Comparative analysis of platform evolution recorded along multiple 2D platform-to-basin transects of the Triassic Yangtze carbonate shelf and several isolated platforms in the Triassic Nanpanjiang basin, south China, indicates that laterally variable tectonic subsidence, rate of basinal clastic deposition at the toe of slope, antecedent topography, and changes of carbonate factory type controlled the evolution, large-scale sequence stratigraphic architecture, and geometry of the platform margin and slope.
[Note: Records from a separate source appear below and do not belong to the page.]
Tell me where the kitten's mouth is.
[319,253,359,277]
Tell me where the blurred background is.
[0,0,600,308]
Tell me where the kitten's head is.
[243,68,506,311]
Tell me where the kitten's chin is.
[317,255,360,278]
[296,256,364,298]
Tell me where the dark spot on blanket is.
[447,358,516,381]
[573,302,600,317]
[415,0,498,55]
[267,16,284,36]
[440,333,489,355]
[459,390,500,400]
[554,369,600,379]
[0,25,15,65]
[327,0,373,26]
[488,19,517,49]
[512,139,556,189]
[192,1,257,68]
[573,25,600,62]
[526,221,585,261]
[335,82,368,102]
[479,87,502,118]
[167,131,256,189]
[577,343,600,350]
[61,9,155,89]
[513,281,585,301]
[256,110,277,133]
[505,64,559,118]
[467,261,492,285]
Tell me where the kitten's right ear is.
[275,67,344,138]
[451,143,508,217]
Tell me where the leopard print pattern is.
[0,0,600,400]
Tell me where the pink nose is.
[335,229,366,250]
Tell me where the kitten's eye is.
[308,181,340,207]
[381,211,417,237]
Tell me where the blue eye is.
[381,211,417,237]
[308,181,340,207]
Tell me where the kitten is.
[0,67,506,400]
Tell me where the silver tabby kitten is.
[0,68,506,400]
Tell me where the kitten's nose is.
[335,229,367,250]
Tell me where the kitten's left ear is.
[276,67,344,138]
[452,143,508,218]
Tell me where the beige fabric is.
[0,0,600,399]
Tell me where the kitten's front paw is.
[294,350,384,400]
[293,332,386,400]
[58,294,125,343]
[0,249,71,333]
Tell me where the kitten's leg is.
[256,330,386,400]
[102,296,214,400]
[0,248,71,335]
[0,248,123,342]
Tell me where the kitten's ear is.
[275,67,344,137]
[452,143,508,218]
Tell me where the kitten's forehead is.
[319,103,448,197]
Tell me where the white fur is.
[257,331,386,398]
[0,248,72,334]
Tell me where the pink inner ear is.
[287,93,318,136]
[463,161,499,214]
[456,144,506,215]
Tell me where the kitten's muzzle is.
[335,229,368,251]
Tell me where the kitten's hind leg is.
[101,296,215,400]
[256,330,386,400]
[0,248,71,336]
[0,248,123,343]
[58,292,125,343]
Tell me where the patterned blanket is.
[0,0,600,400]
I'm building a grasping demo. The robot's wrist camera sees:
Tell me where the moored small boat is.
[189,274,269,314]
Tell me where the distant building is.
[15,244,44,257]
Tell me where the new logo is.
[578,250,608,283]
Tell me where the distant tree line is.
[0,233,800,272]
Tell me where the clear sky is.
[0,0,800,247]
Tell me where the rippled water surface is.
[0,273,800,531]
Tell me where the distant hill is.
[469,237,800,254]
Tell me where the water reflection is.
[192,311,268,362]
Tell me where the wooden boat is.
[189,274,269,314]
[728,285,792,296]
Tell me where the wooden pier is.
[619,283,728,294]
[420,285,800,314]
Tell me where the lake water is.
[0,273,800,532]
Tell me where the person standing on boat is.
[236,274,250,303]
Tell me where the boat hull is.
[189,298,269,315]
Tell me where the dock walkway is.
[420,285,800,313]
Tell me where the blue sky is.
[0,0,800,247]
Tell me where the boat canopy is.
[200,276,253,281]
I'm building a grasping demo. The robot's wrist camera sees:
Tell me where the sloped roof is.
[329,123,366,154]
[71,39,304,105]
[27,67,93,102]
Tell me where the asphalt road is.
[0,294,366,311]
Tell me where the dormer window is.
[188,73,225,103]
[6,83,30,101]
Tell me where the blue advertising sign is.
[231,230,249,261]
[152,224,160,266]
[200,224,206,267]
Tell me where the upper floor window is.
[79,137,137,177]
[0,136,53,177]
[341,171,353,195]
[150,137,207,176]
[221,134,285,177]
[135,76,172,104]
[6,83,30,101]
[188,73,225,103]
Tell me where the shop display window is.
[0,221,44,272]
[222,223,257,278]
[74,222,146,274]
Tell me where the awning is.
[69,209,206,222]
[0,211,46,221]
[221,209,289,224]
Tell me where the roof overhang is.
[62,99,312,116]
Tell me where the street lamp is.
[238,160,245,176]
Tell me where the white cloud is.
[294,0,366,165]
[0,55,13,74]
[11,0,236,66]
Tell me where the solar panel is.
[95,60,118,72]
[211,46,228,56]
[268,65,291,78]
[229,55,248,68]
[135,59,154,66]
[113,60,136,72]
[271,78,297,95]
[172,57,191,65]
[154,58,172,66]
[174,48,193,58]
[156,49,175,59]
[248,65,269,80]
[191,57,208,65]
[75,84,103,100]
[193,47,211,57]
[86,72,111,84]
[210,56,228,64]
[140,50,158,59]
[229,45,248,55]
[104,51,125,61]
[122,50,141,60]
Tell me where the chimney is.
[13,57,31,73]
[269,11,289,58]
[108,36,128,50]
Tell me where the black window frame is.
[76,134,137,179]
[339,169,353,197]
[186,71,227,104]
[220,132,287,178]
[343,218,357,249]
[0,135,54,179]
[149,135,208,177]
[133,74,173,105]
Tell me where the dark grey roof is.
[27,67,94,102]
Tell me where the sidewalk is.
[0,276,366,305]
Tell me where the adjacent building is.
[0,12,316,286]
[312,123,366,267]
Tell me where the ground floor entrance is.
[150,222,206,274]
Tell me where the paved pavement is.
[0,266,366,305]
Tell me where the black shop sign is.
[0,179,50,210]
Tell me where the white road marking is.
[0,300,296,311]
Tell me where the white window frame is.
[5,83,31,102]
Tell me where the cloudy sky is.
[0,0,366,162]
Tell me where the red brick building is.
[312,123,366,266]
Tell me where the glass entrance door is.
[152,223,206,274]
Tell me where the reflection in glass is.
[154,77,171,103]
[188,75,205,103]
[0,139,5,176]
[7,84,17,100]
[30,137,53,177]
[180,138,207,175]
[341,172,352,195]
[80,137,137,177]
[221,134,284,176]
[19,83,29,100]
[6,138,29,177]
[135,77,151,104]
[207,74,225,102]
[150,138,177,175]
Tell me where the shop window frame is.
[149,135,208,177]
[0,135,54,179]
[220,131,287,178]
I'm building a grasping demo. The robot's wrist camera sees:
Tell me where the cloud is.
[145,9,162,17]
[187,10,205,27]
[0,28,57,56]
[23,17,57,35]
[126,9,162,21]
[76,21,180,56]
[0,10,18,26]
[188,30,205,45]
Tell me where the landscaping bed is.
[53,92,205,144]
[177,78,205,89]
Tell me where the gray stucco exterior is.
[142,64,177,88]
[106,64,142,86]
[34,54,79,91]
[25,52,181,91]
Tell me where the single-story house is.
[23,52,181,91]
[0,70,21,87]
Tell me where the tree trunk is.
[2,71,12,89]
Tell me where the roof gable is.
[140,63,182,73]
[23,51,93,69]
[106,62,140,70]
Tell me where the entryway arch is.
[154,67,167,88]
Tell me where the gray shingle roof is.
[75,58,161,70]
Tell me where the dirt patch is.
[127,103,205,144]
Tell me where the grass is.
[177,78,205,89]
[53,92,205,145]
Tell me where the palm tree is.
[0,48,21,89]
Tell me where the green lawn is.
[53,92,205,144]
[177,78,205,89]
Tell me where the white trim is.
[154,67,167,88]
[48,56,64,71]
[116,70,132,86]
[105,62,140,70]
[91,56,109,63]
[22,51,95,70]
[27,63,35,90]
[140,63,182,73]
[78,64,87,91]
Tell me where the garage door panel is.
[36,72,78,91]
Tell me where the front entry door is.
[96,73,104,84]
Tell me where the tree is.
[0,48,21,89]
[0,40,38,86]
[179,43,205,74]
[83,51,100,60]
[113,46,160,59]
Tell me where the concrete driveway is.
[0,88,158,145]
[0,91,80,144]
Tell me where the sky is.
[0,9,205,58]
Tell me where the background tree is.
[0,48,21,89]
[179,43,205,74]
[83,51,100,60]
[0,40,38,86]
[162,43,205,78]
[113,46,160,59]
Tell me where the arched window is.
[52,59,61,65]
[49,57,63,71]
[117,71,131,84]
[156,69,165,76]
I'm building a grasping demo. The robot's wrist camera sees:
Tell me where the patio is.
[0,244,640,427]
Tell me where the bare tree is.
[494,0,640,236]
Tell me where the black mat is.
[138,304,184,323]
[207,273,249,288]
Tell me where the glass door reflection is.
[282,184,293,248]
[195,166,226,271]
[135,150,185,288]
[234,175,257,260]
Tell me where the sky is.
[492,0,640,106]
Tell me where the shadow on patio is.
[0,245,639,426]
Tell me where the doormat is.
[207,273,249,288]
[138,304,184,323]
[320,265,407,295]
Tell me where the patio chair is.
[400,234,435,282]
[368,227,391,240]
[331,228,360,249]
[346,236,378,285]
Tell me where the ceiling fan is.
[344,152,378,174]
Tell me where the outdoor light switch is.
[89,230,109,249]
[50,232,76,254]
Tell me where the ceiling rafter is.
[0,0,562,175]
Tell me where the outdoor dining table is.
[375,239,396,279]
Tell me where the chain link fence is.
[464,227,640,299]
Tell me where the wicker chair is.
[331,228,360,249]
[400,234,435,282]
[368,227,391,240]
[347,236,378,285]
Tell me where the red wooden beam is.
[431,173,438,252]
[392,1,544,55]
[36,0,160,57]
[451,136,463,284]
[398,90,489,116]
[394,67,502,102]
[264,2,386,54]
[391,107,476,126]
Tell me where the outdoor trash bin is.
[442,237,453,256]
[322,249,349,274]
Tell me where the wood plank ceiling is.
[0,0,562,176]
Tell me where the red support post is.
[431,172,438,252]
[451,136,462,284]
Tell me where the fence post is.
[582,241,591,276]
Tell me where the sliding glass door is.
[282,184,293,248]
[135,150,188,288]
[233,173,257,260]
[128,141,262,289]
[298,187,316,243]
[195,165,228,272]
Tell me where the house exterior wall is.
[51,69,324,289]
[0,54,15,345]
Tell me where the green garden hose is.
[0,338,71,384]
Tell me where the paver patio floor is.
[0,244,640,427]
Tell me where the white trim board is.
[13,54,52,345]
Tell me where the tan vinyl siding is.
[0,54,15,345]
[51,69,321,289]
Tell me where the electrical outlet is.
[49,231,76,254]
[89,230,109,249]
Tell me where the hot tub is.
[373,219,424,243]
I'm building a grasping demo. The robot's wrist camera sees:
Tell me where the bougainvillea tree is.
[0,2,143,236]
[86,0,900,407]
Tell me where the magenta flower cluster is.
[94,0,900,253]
Lateral and temporal changes in these parameters, and their various combinations during the Middle and early Late Triassic, were responsible for the remarkable vertical and along-strike variability in the observed platform architecture and slope profile.

Timing and rates of subsidence largely controlled along-strike variability, timing of drowning, back-step geometries, and pinnacle development. Antecedent topography and timing of clastic basin fill dictated differences in platform-margin stability and geometries such as slope angle, relief above basin floor, development of collapse scars, and progradation at basin margins. Changes in slope profile through the Early and Middle Triassic reflect changes in carbonate-factory type and evolving seawater chemistry following the end-Permian extinction. Eustasy, in contrast, had very little influence on platform morphology and large-scale architecture.

Process-based depositional models derived from the Nanpanjiang basin of south China present an important analog for understanding, quantifying, and predicting facies distribution and architectural styles at the basin scale in other systems, particularly in areas of active tectonism and temporal variations in oceanic conditions, such as, for example, the prolific Tertiary carbonates reservoir province of southeast Asia.